I did an experiment with speckle-removal in a Poser Firefly “toon lines only” render. One of the problems of that special kind of render is, the closer you go in with the camera, the more speckles. Until a character can look like they have the measles. Using a Poser script to auto-remove all bump-maps often solves most of the problem, but not always and not entirely.
Anyway: I rendered and took the render into a leading vectorizer, Vextractor 7.x. I had found that this has a useful and very easy ‘remove isolated spots’ filter, of the sort needed after scanning hand-drawn line-art. If a spot has x number of empty/white pixels around it, it’s removed.
This works on the above very subtle example. But the problem is that the lineart produced is then inferior to what you would get from the other non-vectorising method, which involves the free Paint.NET and two free plugins.
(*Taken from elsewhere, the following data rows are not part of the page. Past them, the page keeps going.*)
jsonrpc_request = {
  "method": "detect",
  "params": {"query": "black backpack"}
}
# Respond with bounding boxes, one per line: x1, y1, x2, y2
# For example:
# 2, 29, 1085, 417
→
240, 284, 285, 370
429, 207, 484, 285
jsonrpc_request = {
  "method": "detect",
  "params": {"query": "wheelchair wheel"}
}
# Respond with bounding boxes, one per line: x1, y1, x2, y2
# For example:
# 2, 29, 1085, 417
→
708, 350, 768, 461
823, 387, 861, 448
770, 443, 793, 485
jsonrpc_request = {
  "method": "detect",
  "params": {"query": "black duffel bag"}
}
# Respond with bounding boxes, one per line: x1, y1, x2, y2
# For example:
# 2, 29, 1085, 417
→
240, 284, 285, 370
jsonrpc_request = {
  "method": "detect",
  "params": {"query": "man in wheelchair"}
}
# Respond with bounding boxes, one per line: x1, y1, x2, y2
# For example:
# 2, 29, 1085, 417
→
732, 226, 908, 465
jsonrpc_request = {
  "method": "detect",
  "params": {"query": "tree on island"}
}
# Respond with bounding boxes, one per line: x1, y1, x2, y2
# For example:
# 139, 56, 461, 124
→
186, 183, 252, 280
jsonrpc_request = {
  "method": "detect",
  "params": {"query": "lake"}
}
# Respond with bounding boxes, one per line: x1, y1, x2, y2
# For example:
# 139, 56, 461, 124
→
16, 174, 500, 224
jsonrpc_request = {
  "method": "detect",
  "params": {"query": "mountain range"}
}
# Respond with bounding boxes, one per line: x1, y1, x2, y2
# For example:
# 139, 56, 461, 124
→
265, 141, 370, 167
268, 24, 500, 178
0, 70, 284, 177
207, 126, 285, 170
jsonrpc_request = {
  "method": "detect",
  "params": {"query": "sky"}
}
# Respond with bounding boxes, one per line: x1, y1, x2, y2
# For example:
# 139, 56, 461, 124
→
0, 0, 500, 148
But it occurs to me now that, back in the day, Poser’s Firefly lineart speckles were not considered a problem — because it was thought that people would vectorise the lineart and thus be able to easily clean off the specks. If you’re doing animation, this may well still be viable. In a 30 FPS cartoon seen across a living-room, that vector line ugly-fication is going to be far less noticable. But it’s not much good for comics.
So the best method for comics is Paint.NET and it’s wholly free and should run on Windows back to XP. But… it’s Paint.NET and not Photoshop. So I took another look for such a ‘remove stray pixels’ filter in Photoshop, something that would be very useful for automation of the whole process. But nothing in that line has appeared since my last such search. There are zillions of photographer plugins for correcting grain and ‘hot pixels’ on the camera sensor, but nothing for this ‘scan artwork and clean’ task. The native ‘Median’ and ‘Dust and Scratches’ are useless because they nibble into or erode the fine lineart from Poser, and lack sensitivity.
What’s needed is a computational plugin solution that says… “that dot can be deleted, because it has only white all around it and its diameter is 2 pixels or less”. The free G’MIC might have the capability to build that, but I don’t see anything there at present.